В тюрьме люди жили в ужасных антисанитарных условиях, почти без пищи и воды. В тюрьме, где было согнано десятки тысяч евреев, было всего два туалета, и те не работали, так как не было воды. Поэтому люди оправлялись где могли, пренебрегая угрозой смертной казни. Начальство требовало оправляться только в туалетах, где женщины и мужчины сидели вперемежку. Вонь стояла по всей тюрьме. Люди страдали, прежде всего, из-за отсутствия воды, так как краны не работали. В первые дни люди добывали воду со дна почти пустого колодца: они вымачивали тряпки на дне колодца и потом отжимали эту мутную воду в свои посудины. В тюрьме начались инфекционные болезни. Люди умирали от болезней, голода и жажды; в основном, пожилые люди и дети. Наконец в одном из кранов появилась вода. К этому крану стояла колоссальная очередь людей с чайниками, кастрюлями, кружками. Использовались даже каски красноармейцев, найденные на тюремной свалке. Эту воду пили и готовили на ней пищу. У нас был чайник; мама варила в нём какой-то пустой суп и даже каши из продуктов, взятых из дому.

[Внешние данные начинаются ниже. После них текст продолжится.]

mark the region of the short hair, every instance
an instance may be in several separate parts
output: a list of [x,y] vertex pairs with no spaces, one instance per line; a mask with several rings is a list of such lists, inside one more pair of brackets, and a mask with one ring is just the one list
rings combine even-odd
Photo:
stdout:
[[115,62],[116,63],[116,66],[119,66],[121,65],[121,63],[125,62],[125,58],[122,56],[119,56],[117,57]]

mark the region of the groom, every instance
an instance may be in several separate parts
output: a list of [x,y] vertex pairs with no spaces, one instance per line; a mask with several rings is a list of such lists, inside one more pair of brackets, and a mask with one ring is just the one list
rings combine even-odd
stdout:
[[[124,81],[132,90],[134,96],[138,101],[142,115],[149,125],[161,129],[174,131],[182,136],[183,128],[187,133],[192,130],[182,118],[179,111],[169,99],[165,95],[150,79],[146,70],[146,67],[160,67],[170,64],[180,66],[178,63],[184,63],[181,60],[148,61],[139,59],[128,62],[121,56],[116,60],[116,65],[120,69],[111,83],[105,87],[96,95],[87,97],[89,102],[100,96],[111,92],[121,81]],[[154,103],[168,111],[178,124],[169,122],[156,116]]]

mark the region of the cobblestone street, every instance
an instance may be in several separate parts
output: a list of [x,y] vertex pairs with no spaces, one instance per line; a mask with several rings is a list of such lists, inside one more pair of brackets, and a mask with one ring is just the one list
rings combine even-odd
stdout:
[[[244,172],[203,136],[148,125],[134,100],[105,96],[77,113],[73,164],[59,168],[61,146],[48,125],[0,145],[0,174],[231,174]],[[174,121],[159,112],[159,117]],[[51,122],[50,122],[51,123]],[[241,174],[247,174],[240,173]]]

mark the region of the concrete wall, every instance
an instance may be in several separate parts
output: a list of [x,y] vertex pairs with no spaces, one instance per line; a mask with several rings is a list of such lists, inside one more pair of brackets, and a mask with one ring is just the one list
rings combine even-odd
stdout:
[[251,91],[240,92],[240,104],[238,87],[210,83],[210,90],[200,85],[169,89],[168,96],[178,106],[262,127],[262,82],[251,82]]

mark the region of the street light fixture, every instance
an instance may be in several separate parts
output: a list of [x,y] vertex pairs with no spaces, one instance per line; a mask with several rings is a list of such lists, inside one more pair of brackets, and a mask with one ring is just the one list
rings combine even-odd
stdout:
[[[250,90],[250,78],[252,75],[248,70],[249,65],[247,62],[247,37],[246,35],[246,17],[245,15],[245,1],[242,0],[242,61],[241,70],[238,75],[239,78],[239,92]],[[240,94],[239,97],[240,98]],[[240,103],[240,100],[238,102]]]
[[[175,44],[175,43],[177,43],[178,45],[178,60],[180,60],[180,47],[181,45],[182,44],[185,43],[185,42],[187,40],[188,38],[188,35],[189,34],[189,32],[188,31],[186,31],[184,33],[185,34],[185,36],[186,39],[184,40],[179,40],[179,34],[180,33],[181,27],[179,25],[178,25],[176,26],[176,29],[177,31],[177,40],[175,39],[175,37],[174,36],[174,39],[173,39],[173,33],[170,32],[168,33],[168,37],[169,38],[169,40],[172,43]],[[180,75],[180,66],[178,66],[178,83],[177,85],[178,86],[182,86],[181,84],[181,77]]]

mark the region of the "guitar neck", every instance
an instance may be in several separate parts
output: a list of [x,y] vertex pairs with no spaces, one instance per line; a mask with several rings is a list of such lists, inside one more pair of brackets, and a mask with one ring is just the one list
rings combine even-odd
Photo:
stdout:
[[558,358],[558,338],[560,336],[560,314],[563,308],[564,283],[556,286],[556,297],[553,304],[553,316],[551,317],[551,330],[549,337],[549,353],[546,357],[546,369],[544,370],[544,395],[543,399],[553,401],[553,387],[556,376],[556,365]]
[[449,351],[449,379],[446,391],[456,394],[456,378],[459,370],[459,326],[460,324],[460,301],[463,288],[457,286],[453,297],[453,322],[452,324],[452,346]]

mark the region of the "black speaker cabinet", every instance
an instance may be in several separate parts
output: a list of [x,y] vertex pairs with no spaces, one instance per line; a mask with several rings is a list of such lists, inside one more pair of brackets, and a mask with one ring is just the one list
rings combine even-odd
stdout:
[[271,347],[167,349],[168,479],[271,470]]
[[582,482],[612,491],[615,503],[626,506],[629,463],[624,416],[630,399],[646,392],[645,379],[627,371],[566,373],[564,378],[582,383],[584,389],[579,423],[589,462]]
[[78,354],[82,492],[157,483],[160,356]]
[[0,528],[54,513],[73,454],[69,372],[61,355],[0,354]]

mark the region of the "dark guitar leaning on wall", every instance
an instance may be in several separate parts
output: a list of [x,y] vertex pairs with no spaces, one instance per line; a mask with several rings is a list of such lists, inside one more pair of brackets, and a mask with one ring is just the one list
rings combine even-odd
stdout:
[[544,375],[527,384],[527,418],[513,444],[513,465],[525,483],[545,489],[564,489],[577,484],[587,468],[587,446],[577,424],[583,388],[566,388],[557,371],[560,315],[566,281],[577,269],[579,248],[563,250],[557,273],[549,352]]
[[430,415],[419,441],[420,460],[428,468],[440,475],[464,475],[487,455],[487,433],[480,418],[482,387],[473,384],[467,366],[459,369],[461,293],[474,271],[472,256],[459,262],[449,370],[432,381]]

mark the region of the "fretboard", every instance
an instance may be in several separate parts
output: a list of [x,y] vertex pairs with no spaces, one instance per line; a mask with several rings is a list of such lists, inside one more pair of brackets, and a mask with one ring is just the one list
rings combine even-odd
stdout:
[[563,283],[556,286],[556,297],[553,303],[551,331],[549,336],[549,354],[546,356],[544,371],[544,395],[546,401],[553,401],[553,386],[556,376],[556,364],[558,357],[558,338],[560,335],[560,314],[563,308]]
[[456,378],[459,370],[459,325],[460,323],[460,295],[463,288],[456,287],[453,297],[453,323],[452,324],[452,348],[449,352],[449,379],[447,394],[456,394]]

Когда наша семья садилась есть, вокруг нас собиралось много голодных детей, которые просили что-нибудь поесть. Было ужасно смотреть на этих голодных детей, но мама должна была прокормить своих троих детей и шестеро взрослых. Мы имели еду один раз в день. Мама старалась очень экономно расходовать наши продукты, но всё равно они кончились. Тут по тюрьме пошёл слух, что женщин стали выпускать за взятку из тюрьмы за продуктами. Мама отдала своё обручальное кольцо за такой пропуск. Вся румынская охрана любила подкупы, и солдаты внимательно осматривали всех прибывающих женщин, заставляя их отдавать кольца, серьги и другие украшения. Если женщина не могла снять кольцо или серьги, ей отрубали палец или кусок уха. Появились в тюрьме специалисты по снятию колец с помощью мыла и иголок.
Мы очень были рады, когда маме удалось получить пропуск на выход из тюрьмы за продуктами, так как мы уже сутки ничего не ели. Когда мама подошла к нашему дому, тройка, в которую входили наши соседи Рыбкин, Липинский и дворник Стоянов (болгарин) не пустили её в дом. Маме пришлось идти в комендатуру за разрешением войти в свою квартиру на короткое время. Она взяла из квартиры некоторые вещи, обменяла их на рынке на продукты, вернулась обратно в нашу квартиру и сварила целое ведро супа. Со всеми продуктами она направилась в тюрьму. Увидев, как румынские солдаты отбирают у людей еду, которую они несли в тюрьму, мама сообразила попросить извозчика отвезти её в тюрьму. Тот очень удивился и переспросил два раза куда ему надо ехать. Мама объяснила, что в тюрьме у неё трое детей, которым она несёт еду. Таким образом, мама благополучно добралась до нас с едой. Надо ли описывать, с какой жадностью мы набросились на этот суп. Еды нам хватило почти на неделю. Потом мы опять голодали. Мама искала новую возможность выйти из тюрьмы. Обручальных колец больше не было, но ей удалось присоединиться к другой женщине, у которой была очень большая семья, и ей разрешили взять кого-то в помощь. Сначала они должны были зайти в квартиру этой женщины. В её квартире жили уже другие люди, которые присвоили всё её имущество. Когда она пыталась взять что-то из своих вещей, эти люди позвали румынских солдат. Создавалась очень опасная ситуация, так как евреев румыны продолжали убивать без всякого повода, а тут был повод, так как эту женщину обвинили в краже собственных вещей. Чтобы разрядить обстановку, моя мама схватила стоящую на столе вазу с сахаром и стала угощать румынских солдат. Когда она дошла до последнего солдата, она вручила ему всю вазу, а сама бросилась бежать. Она боялась, что солдаты будут гнаться за ней. Так она добежала до нашей квартиры, чуть живая. Она снова обменяла вещи на продукты, и с этим ценным грузом вечером уже была в тюрьме.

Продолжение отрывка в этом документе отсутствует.